The LP source notes that some large and mid-sized GPs are producing “really good” data but market-wide consistency is lacking on what is measured and reported. “That is both good and bad,” they point out. “I’d rather have inconsistency where I can still ask for meaningful disclosures than consistency as a ‘greenwash’ type of framework followed by everyone, with high-level KPIs that don’t give the right information.” To them, both numbers and narratives are necessary when impact is reported. “Personally, I think it’s good to have more social data available but we need to think beyond numerical, financialised KPIs. On their own, a quantitative approach can narrow the scope of disclosure.”
Could private equity’s struggle to be transparent about – and act on – social implications put a strain on the GP-LP bond? The blurring of ethical lines creates fresh chances for GPs to land into controversial deals and as the Toys ‘R Us case shows, LPs are ready to put commitments on hold if unconvinced by a GP’s version of events.
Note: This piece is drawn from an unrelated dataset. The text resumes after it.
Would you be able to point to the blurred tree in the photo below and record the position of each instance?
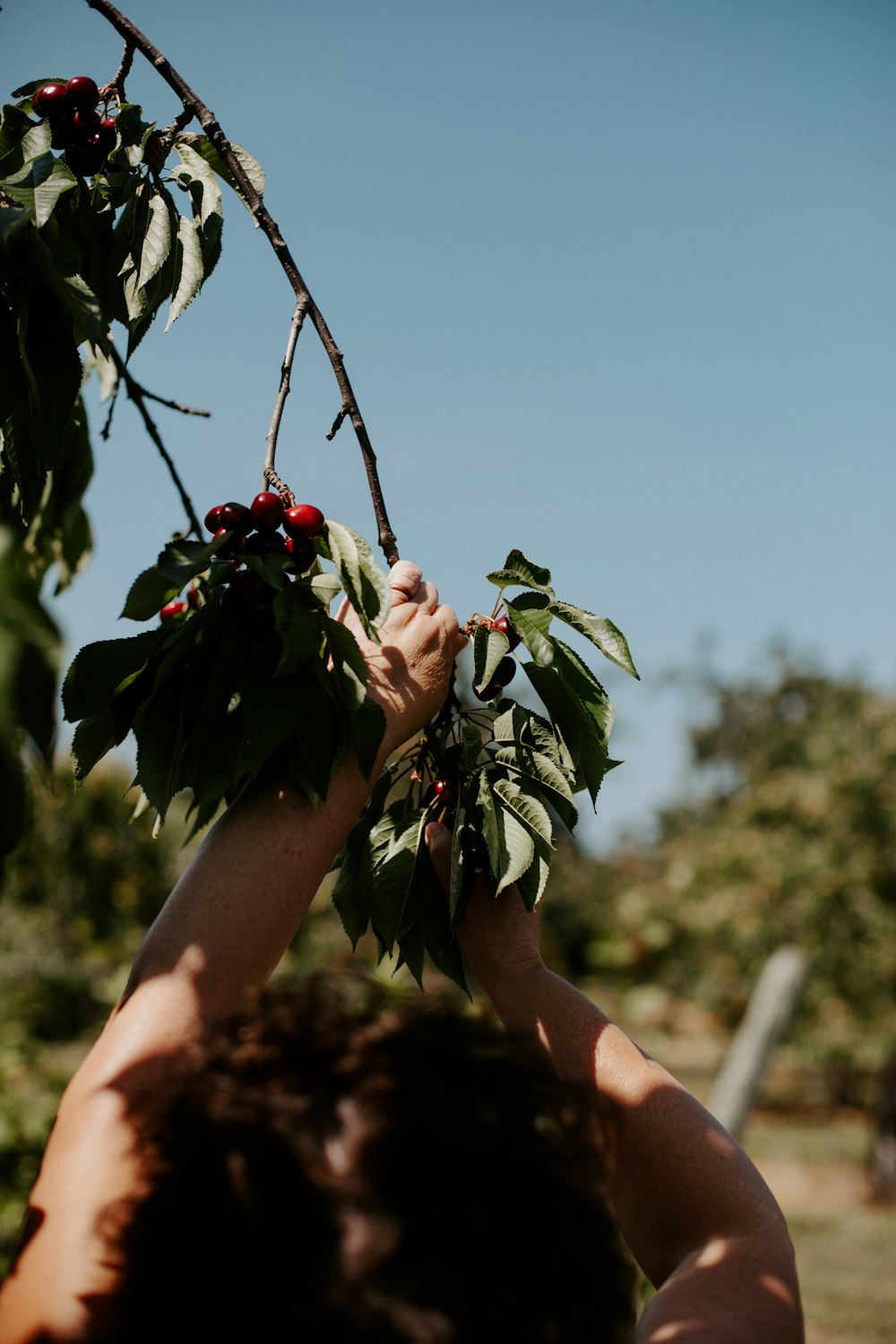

For the European LP approached by this publication, ESG is a deciding factor when considering a reup. “The quality of data concerns me. There is a wide gap between GPs leading by example and those who feel they can come up with the lowest common denominator, in order not to disclose more information than they need to,” says the LP source. “LPs can also struggle, though. Not many actively engage, some lack resources to analyse the information and respond to it – GPs can then rightly think ‘what is the point?’”.
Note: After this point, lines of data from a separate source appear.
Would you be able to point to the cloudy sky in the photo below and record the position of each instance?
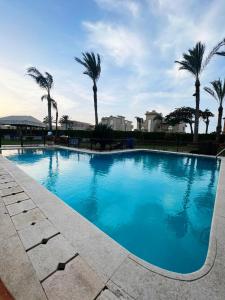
(138, 41)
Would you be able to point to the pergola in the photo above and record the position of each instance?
(22, 121)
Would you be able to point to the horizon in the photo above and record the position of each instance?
(138, 42)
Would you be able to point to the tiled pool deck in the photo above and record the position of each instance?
(49, 251)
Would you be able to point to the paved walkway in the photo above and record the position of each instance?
(49, 251)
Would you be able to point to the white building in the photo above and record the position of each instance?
(76, 125)
(117, 123)
(154, 122)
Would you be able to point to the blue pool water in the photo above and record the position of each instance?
(158, 206)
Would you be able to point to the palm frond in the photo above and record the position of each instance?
(92, 64)
(49, 79)
(34, 71)
(211, 92)
(213, 52)
(192, 60)
(44, 97)
(221, 53)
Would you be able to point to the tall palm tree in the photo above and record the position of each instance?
(206, 114)
(46, 121)
(45, 82)
(92, 64)
(194, 64)
(55, 106)
(218, 93)
(64, 120)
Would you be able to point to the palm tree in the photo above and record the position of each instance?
(92, 64)
(194, 64)
(180, 115)
(206, 114)
(45, 82)
(46, 120)
(55, 106)
(64, 120)
(218, 93)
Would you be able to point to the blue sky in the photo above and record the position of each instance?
(137, 39)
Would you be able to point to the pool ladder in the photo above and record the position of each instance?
(220, 152)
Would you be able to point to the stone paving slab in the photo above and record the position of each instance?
(46, 257)
(108, 295)
(17, 272)
(11, 191)
(33, 235)
(17, 208)
(6, 179)
(8, 185)
(14, 198)
(25, 219)
(3, 173)
(77, 281)
(118, 292)
(6, 226)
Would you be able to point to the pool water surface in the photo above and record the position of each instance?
(158, 206)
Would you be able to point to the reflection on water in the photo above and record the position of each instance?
(158, 206)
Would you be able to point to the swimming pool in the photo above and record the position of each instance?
(158, 206)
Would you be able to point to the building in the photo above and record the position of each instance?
(20, 121)
(154, 122)
(76, 125)
(117, 123)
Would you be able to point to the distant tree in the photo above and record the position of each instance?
(102, 131)
(92, 64)
(65, 120)
(46, 121)
(181, 115)
(159, 118)
(140, 122)
(45, 82)
(205, 115)
(194, 64)
(218, 93)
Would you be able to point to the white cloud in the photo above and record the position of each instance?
(121, 6)
(126, 47)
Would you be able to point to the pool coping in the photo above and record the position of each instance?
(58, 210)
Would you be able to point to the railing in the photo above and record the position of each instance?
(218, 154)
(23, 140)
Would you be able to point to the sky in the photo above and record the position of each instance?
(138, 41)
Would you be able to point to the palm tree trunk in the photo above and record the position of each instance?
(49, 113)
(207, 126)
(191, 128)
(95, 103)
(56, 121)
(219, 124)
(197, 95)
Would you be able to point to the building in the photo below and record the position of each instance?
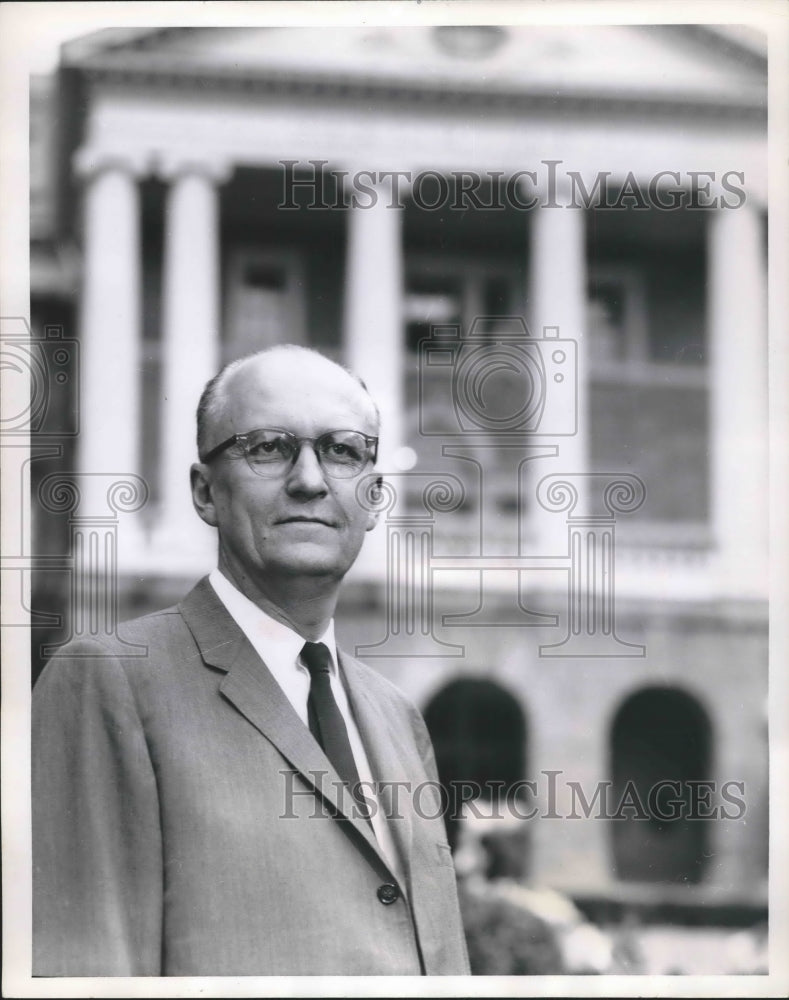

A story with a happy ending
Academics, impact players, ESG-keen LPs; what’s in it for more mainstream GPs? Lincoln Jopp, partner and COO at Disruptive Capital Finance, is unconvinced by claims of LP interest in a GP’s socioeconomic footprint. “Given the very strong story we have to tell, in a way, I wish it came up more but it doesn’t,” he tells The Drawdown. “Whilst we have a beautifully crafted ESG policy statement in our data room, of the 200 or so co-investment inquiries we received recently, it was only asked for once.” Asked about data on value creation, Jopp points to the GP’s credentials. “Disruptive was founded by an environmentalist and is owned by a charity, so ESG, including the socioeconomic impact of what we do, is in our DNA,” he says. “If you know us, you know our values and standards.”
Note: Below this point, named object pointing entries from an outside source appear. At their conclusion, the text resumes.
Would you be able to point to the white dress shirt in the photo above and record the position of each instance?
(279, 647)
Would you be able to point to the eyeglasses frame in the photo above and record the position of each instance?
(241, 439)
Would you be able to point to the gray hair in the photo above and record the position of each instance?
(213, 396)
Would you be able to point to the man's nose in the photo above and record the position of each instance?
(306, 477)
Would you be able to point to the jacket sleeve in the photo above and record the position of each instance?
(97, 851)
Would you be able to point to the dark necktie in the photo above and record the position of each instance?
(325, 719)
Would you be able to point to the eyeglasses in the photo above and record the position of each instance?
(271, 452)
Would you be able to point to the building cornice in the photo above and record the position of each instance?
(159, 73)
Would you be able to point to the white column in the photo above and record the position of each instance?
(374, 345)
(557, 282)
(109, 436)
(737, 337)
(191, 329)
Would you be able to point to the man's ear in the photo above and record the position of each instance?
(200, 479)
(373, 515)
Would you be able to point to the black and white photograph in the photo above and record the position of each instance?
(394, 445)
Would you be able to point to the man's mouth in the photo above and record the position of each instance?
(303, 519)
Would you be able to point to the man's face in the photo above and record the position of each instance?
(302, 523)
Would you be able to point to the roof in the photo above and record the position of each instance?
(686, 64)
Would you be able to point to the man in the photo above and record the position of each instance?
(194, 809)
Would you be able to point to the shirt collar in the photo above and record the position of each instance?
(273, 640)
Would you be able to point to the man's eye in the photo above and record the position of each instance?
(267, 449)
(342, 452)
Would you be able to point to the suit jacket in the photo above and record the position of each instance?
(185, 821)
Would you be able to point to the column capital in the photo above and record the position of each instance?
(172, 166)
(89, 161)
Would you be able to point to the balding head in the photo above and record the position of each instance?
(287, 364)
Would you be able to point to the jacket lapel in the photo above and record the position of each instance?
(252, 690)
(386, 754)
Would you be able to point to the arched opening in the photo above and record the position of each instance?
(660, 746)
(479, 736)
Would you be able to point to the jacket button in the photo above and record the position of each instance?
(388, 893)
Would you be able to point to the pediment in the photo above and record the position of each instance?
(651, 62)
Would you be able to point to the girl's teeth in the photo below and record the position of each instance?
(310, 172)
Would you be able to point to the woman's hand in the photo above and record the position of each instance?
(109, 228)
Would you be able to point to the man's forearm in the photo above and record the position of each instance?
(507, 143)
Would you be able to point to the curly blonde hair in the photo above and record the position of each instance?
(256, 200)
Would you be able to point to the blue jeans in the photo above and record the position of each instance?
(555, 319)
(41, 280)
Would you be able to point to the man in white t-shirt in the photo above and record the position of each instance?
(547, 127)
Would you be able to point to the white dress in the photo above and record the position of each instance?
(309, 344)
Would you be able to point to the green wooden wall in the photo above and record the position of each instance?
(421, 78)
It is not likely the two current private equity discourses – that of a value creator and a predatory industry – will reconcile into a third, more-nuanced discussion any time soon. However, some in the industry are showing readiness to meet critics halfway and walk the winding road to transparency, with steps made to disclose not just positive but also negative impacts. KCL’s Klingler-Vidra believes such a journey is worth undertaking for private equity. “The point is not for this to be a reporting exercise where we cherry pick what makes us look good,” she says. “Let’s see this as a chance to drive behavioural change, go beyond the moral judgment approach of good or bad outcomes and look instead at why things are happening, and how they can be improved.”